All of this is because Indiana is a near-perfect environment for whitetail deer. While the winters are cold, Indiana doesn't have the deep snows that cover food sources and thin out deer numbers through starvation. Plus, farmers are growing more corn and soybeans, which deer love to eat. And wooded areas near many fields provide ample cover.

With few natural predators left to keep these prolific breeders in check, the DNR has turned to hunters to thin the herd. Over the past few years, the DNR has expanded the hunting seasons. Hunters also are allowed to kill multiple does.

In 2012, Hoosier deer hunters killed a record 136,248 deer. The DNR would like to see more.

There's only one problem: too few hunters.

"They fill their freezers and maybe their buddy's freezer," Browne said. "And then they're going to stop hunting."
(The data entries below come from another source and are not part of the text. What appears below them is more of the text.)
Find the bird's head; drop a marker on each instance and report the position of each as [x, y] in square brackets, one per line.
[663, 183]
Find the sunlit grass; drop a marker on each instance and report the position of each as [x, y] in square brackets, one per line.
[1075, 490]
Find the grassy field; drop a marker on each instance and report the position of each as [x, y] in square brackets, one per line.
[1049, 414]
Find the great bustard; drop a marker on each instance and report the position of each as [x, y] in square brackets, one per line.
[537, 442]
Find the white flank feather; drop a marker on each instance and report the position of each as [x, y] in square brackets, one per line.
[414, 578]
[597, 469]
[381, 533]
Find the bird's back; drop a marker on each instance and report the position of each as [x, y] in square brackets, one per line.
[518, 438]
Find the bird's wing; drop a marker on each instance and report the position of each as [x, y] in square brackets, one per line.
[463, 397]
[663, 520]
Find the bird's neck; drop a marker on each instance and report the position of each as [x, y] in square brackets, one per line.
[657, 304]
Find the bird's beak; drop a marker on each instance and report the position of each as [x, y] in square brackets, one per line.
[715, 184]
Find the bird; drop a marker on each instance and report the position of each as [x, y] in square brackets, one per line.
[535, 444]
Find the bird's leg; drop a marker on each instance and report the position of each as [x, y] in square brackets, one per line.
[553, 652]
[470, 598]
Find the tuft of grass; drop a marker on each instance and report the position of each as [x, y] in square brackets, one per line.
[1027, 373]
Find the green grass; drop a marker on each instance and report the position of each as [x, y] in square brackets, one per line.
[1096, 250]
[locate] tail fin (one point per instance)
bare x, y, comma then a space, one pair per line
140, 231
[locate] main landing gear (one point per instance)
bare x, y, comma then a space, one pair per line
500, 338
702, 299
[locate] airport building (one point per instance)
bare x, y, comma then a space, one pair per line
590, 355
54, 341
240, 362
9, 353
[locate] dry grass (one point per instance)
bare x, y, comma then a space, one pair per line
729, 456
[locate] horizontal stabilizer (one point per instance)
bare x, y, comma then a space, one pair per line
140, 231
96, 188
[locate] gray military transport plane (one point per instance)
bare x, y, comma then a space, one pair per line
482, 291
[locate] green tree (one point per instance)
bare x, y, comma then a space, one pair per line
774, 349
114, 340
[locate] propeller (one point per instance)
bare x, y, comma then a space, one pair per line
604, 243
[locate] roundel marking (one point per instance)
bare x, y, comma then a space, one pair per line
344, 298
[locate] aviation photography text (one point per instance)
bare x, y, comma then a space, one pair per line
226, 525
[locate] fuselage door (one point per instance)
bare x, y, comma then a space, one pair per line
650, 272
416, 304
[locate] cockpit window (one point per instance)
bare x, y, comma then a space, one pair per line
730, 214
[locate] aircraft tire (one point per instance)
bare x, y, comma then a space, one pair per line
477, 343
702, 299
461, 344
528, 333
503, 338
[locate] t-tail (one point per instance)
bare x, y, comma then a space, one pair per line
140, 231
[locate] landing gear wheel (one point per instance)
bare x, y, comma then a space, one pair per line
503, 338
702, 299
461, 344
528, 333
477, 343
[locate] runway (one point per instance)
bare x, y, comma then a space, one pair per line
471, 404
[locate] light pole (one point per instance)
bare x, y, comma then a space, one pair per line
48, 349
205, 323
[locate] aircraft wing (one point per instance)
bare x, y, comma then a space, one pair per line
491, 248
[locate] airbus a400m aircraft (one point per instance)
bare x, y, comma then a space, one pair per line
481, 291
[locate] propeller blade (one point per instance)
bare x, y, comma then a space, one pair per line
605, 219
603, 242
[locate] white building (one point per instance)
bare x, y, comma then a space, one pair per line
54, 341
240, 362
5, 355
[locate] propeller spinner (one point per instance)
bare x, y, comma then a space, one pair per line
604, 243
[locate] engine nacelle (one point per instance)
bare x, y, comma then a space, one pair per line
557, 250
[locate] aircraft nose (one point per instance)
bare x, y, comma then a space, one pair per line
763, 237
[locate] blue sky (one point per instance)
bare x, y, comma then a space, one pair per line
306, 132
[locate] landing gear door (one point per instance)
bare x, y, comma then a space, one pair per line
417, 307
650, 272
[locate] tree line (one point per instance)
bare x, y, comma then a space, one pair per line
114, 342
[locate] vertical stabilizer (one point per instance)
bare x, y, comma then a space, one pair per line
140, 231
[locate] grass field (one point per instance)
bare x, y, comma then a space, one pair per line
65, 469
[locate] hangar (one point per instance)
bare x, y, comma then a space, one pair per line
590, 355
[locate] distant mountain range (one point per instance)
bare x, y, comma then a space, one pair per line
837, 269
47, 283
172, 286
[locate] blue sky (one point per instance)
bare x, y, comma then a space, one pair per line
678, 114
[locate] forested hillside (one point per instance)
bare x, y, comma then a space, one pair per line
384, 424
Deb Treesh, executive director of Hoosiers Feeding the Hungry, said her program already was providing an estimated 250,000 venison meals each year. With the new funding and with hunters bringing in more deer, she hopes to provide nearly 600,000 meals this fall.

Mike Blye, a 43-year-old hunter from Fairland, counted himself lucky on the opening weekend of Indiana's firearms deer season when he killed an eight-point buck.

He says he gets plenty of venison jerky and summer sausage from his friends, so he decided to donate the carcass to Archer's Meat Processing in Greenwood.

And it's an added bonus knowing a needy family will benefit: "I'd guess I'd be lying about it if I said it didn't make me feel good doing it."